Para aquecer 1 pessoa
- 1 mão-cheia de pinhões
- 2 c. de sopa de azeite de limão
- 1/2 cebola, finamente picada
- 1 dente de alho pequeno, picado
- 1/2 copo de arroz arbóreo
- 1 copo de vinho branco
- 1 púcaro de caldo de legumes
- 3 mãos-cheias de espinafres
- queijo de cabra esfarelado
- 1 c. de chá de raspa de limão
- 1 c. de sopa de queijo da ilha ralado
- 1 noz de manteiga

1. Aquece uma frigideira anti-aderente. Quando estiver bem quente, coloca os pinhões e deixa-os tostar. Não percas a frigideira de vista e vai mexendo, para que os pinhões tostem uniformemente. Retira os pinhões tostados da frigideira e reserva-os.

2. Na frigideira onde tostaste os pinhões, aloura a cebola e o alho no azeite. Junta o arroz e envolve-o bem no azeite. Quando os bagos de arroz estiverem translúcidos, adiciona o vinho branco e deixa evaporar. Assim que o vinho tiver evaporado, começa a adicionar o caldo, uma concha de cada vez. Vai mexendo até o arroz estar cozido, mas ainda al dente.

3. Mistura as folhas de espinafre e deixa-as ser abraçadas pela cremosidade do risotto.

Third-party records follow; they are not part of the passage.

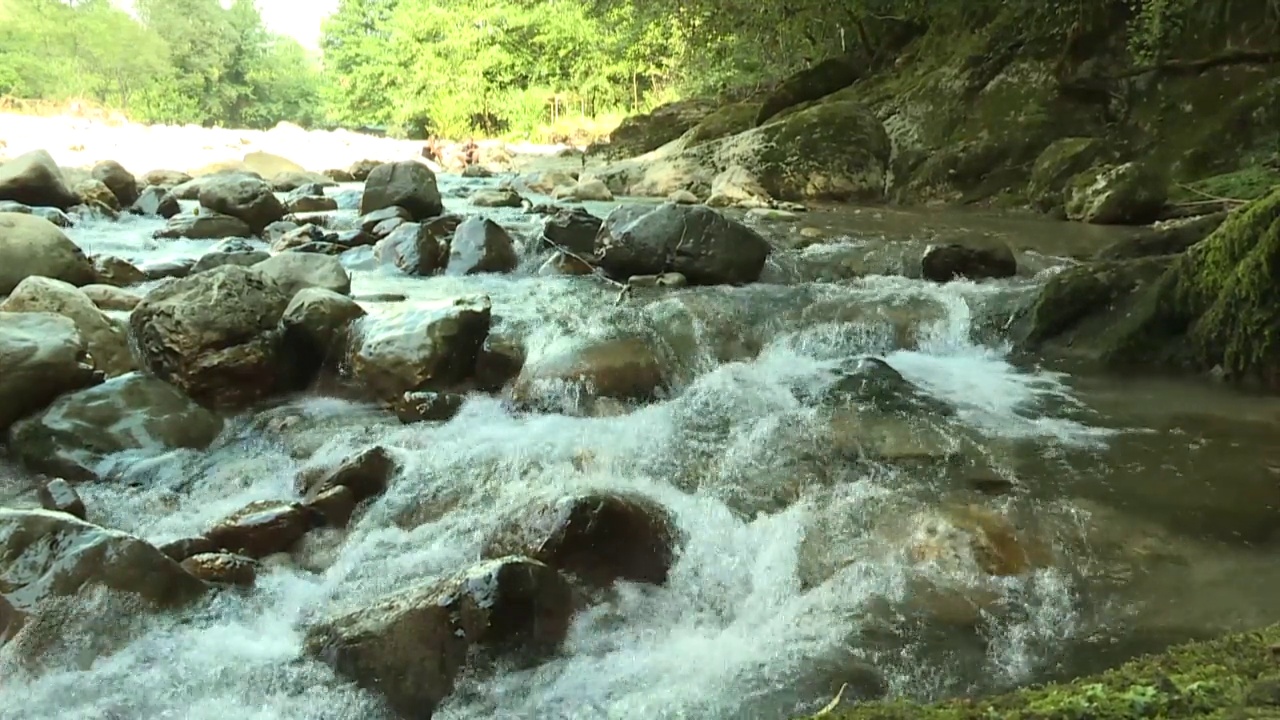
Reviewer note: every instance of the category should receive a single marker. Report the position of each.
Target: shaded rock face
(572, 228)
(133, 411)
(33, 246)
(691, 240)
(597, 538)
(946, 263)
(42, 356)
(481, 246)
(215, 336)
(572, 379)
(245, 197)
(419, 349)
(419, 249)
(407, 185)
(35, 180)
(48, 555)
(105, 337)
(120, 182)
(411, 646)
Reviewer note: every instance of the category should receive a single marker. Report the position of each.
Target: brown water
(1143, 510)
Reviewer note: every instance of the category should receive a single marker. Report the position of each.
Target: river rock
(120, 182)
(245, 197)
(691, 240)
(570, 381)
(297, 270)
(945, 263)
(315, 322)
(215, 336)
(42, 356)
(58, 496)
(419, 249)
(481, 246)
(366, 474)
(407, 185)
(46, 555)
(1132, 194)
(33, 246)
(598, 538)
(410, 646)
(95, 194)
(165, 178)
(35, 180)
(497, 197)
(156, 201)
(132, 411)
(106, 338)
(205, 226)
(572, 228)
(263, 528)
(424, 347)
(223, 568)
(109, 269)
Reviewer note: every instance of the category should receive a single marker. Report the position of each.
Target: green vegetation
(1233, 678)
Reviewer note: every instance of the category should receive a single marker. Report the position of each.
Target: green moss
(1233, 678)
(1246, 183)
(730, 119)
(1229, 283)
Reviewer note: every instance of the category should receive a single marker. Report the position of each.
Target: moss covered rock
(1237, 677)
(1130, 194)
(1059, 163)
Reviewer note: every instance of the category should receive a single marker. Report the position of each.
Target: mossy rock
(831, 151)
(1233, 678)
(1130, 194)
(730, 119)
(1063, 160)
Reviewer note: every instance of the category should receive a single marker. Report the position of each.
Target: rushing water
(1152, 501)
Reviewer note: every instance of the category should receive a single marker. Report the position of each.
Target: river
(1146, 506)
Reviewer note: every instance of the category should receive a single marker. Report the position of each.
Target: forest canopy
(517, 68)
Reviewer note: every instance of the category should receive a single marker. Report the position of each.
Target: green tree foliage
(178, 62)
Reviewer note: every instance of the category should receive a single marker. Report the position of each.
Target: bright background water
(1155, 499)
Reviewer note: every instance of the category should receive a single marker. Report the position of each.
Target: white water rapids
(736, 633)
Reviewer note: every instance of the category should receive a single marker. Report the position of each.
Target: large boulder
(243, 196)
(215, 336)
(410, 646)
(598, 538)
(407, 185)
(120, 182)
(693, 240)
(42, 356)
(33, 246)
(132, 411)
(481, 246)
(205, 226)
(424, 347)
(49, 555)
(35, 178)
(298, 270)
(106, 338)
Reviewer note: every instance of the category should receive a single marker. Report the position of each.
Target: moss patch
(1233, 678)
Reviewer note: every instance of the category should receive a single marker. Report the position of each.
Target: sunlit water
(792, 579)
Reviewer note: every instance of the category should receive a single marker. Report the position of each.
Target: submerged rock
(411, 646)
(417, 349)
(48, 555)
(33, 246)
(42, 356)
(132, 411)
(216, 336)
(598, 538)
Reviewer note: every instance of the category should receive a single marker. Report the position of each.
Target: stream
(1133, 513)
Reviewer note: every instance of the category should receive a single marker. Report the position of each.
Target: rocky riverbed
(393, 443)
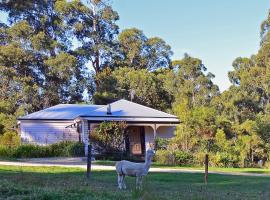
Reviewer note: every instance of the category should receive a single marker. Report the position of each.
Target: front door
(135, 140)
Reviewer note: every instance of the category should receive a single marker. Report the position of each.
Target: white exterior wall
(162, 132)
(47, 132)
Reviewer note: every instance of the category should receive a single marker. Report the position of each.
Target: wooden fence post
(89, 160)
(206, 161)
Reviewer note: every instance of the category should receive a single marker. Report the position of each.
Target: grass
(70, 183)
(213, 169)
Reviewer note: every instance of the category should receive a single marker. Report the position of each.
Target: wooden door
(135, 140)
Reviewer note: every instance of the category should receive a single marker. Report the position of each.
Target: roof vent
(109, 109)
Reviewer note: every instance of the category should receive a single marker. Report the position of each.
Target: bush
(10, 139)
(162, 143)
(5, 152)
(176, 157)
(61, 149)
(183, 158)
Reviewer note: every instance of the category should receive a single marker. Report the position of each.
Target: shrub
(9, 139)
(108, 137)
(183, 158)
(164, 157)
(176, 157)
(6, 152)
(162, 143)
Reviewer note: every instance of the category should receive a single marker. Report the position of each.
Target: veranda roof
(121, 110)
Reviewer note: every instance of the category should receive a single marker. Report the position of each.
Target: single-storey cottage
(74, 122)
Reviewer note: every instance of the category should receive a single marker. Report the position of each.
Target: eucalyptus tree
(140, 52)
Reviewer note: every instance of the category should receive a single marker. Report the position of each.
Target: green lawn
(70, 183)
(213, 169)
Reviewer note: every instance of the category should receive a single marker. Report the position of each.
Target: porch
(139, 137)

Retira do lume e junta a raspa de limão, o queijo de cabra, o queijo da ilha e a noz de manteiga. Deixa o risotto descansar, tapado, durante 3 minutos. Aconchega-te no sofá e saboreia-o ainda a fumegar.

sexta-feira, 15 de março de 2013

Azeite de Limão

KISS... ultimamente tenho andado um pouco esquecida disto, de manter as coisas simples e de ser mais beijoqueira. 

Este mês fez 10 anos que o meu avô A. morreu, e pensei aproveitar para o recordar através dos alimentos que me trazem à memória todos os momentos passados junto dele e me lembram da pessoa que ele foi. Nunca fui grande beijoqueira, mas com ele era diferente, tornava-me mais meiga, mais afectuosa. Isso também acontece com a minha irmã J. e agora com a minha sobrinha - ai que vontade de a cobrir de beijos.

A pensar nele tinha planeado uma sobremesa espectacular, não na receita em si mas na forma e no significado "lágrimas de limão e suspiro". À primeira vista era uma sobremesa fácil de compor, mas o creme de limão não correu como queria... Ao ver o creme de limão longe daquilo que idealizei, senti-me desorientada e desanimada. Assim que desbloqueei, decidi não complicar e aromatizar o azeite da CARM que temos cá em casa com limão, usando limões do único limoeiro que se mantém do tempo do meu avô!

- azeite de boa qualidade
- cascas de limão (a quantidade depende da intensidade que quiseres)

Corta as cascas de limão em tiras muito finas. Coloca as tiras num frasco e cobre com azeite. Fecha e deixa aromatizar, num local sem luz directa, durante 1 mês. Ao fim deste tempo o azeite está pronto para o usares em saladas, crostinis, peixe ou até num bolo de azeite, e à medida que os dias passam o aroma a limão vai ficando mais forte.